September 18 and beyond: StrongDM’s Policypalooza is still going. Next up: “Context Is Key: Leveraging Device Trust Signals for Smarter Access Policies”.
September 26: Join David and Mark of Axiomatics for ABAC to School: The Basics of ABAC Policy Modeling, a LinkedIn Live session covering the basics of policy-driven authorization and best practices for policy authoring.
⏮️ On replay
Multi-layer authz: Where should you enforce your authorization policy?
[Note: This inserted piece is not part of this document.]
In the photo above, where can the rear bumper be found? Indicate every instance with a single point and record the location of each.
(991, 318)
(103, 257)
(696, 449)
On episode 46 of Identerati Office Hours from September 10, Omri Gazitt of Aserto and Nicholas Hunt of HATsec say, “Everywhere you can!”
🧠 Things to know
Cloud security roundup: Check out the inaugural issue of a newsletter dedicated to cloud security, from the hosts of the long-running and ever-helpful Cloud Security podcast. It kicks off with key fundamentals and practices from eight leading cloud security practitioners.
S3 again: “A single missing access policy can often introduce security risks, data leaks, or other unintended consequences.” Hacking misconfigured AWS S3 buckets is your tour guide through the problem(s) and the fix(es).
EssentiaL eLeMents of security: CSA’s latest publication, Securing LLM Backed Systems: Essential Authorization Practices, gives you new best practices for an AI world and its many components.
AWS again: This pair of resources, AWS vs Azure: A “Secure by default” comparison and AWS IAM: A Comprehensive Guide Toward Least Privilege, puts you the knowledge. Note especially the IAM Access Analyzer info in the latter link.
Securing LinkedIn: More of a general security read, this accounting of LinkedIn’s Security Posture Platform (SPP) draws together vulnerability management and newfangled AI. Graphs are all over this thing, and no surprise.
People of ACM: Ramón Cáceres is interviewed here, recounting his seven years of experience on the Zanzibar team.
Threat juxtapositions: Trail of Bits published a security assessment comparing Cedar, Rego, and OpenFGA, on behalf of AWS.